# Birth positions with continuous monitoring



## embojet

So I will probably have to be monitored continuously during my labour which sucks as I'd really like to be active. Are you literally stcuk laying on your back?


----------



## snowfia

I was continuously monitored and i was on my knees leaning on the back of the bed.
Before i started pushing i was on my back so they could do an internal but when i needed to push i asked if i could turn over because i really didn't want to be on my back.

You can be in practically any position you want even when being monitored. They just don't like it because it's more awkward for them. Just stand your ground if you want to be moving about or in a different position :)


----------



## stardust599

Stand your ground. I wasn't allowed (or thought I wasn't but now I realise it should have been my choice) to move off my back because it was making monitoring difficult. In my notes it says a few times "choice of position interfering with CTG monitoring" quite a few times from when I rolled or sat up with the pain and I was immediately told to lie back down so they could hold the monitors on. Horrible. When pushing my daughter was trapped because I was on my back so I didn't listen and just turned myself over (the aren't allowed to stop you doing anything) and she was out in 3 pushes (from being trapped at crowning for 30mins)

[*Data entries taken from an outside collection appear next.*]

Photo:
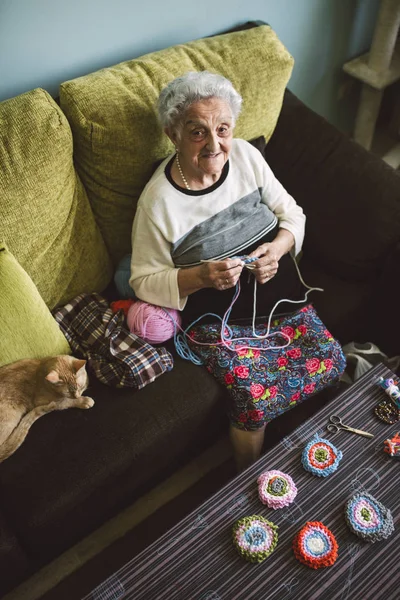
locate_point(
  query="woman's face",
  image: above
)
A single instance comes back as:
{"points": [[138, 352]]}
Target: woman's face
{"points": [[205, 137]]}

If you can avoid it I would x


----------



## happygal

when i was induced i was monitored constantly and wasn't allowed off my back x


----------



## Nix

You really can move about as you need to as long as make sure that there is contact so that you are monitored correctly. As others have said it is a lot to do with it being easier for the midwives if you are on your back but it is so much worse for you and your labour. xx


----------



## LouLou78

On my third I was continuously monitored. I certainly didn't want to be on the bed so I requested for a fetal scalp electrode (the clip). I was then able to mobilise throughout with no interference on the CTG, infact I never got on the bed until I wanted to push. :)


----------



## stardust599

LouLou78 said:


> On my third I was continuously monitored. I certainly didn't want to be on the bed so I requested for a fetal scalp electrode (the clip). I was then able to mobilise throughout with no interference on the CTG, infact I never got on the bed until I wanted to push. :)

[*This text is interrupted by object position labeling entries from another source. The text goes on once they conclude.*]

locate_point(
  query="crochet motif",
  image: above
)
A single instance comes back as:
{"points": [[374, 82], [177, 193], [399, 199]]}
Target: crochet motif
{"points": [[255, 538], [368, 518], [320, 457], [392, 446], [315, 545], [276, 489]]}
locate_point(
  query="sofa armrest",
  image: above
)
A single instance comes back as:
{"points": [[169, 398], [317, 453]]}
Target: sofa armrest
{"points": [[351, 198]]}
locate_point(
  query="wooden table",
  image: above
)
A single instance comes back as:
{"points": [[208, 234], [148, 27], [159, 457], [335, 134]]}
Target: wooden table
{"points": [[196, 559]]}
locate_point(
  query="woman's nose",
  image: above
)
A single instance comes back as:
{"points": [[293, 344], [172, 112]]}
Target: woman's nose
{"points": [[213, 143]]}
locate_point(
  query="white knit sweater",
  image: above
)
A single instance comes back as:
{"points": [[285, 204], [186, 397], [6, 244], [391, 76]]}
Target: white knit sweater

Is this attached to anything - like a CTG monitor thing? I might request this in my next birth instead of CTG if I have to be induced. Much less restrictive than having 2 bands round your waist and attached to a machine!


----------



## kanga

happygal said:


> when i was induced i was monitored constantly and wasn't allowed off my back x

Same here

Although its easy to moan about the midwives, they are doing a very important job monitoring your baby and they only want to be able to do it effectively. If youre having a difficult labour and your baby isnt happy, you'll probably want to stay on your back to get the trace on the monitor as well as possible, because working out if/when a critical moment for the baby is going to appear is very important


----------



## kanga

stardust599 said:


> LouLou78 said:
> 
> 
> On my third I was continuously monitored. I certainly didn't want to be on the bed so I requested for a fetal scalp electrode (the clip). I was then able to mobilise throughout with no interference on the CTG, infact I never got on the bed until I wanted to push. :)
> 
> 
> 
> Is this attached to anything - like a CTG monitor thing? I might request this in my next birth instead of CTG if I have to be induced. Much less restrictive than having 2 bands round your waist and attached to a machine!Click to expand...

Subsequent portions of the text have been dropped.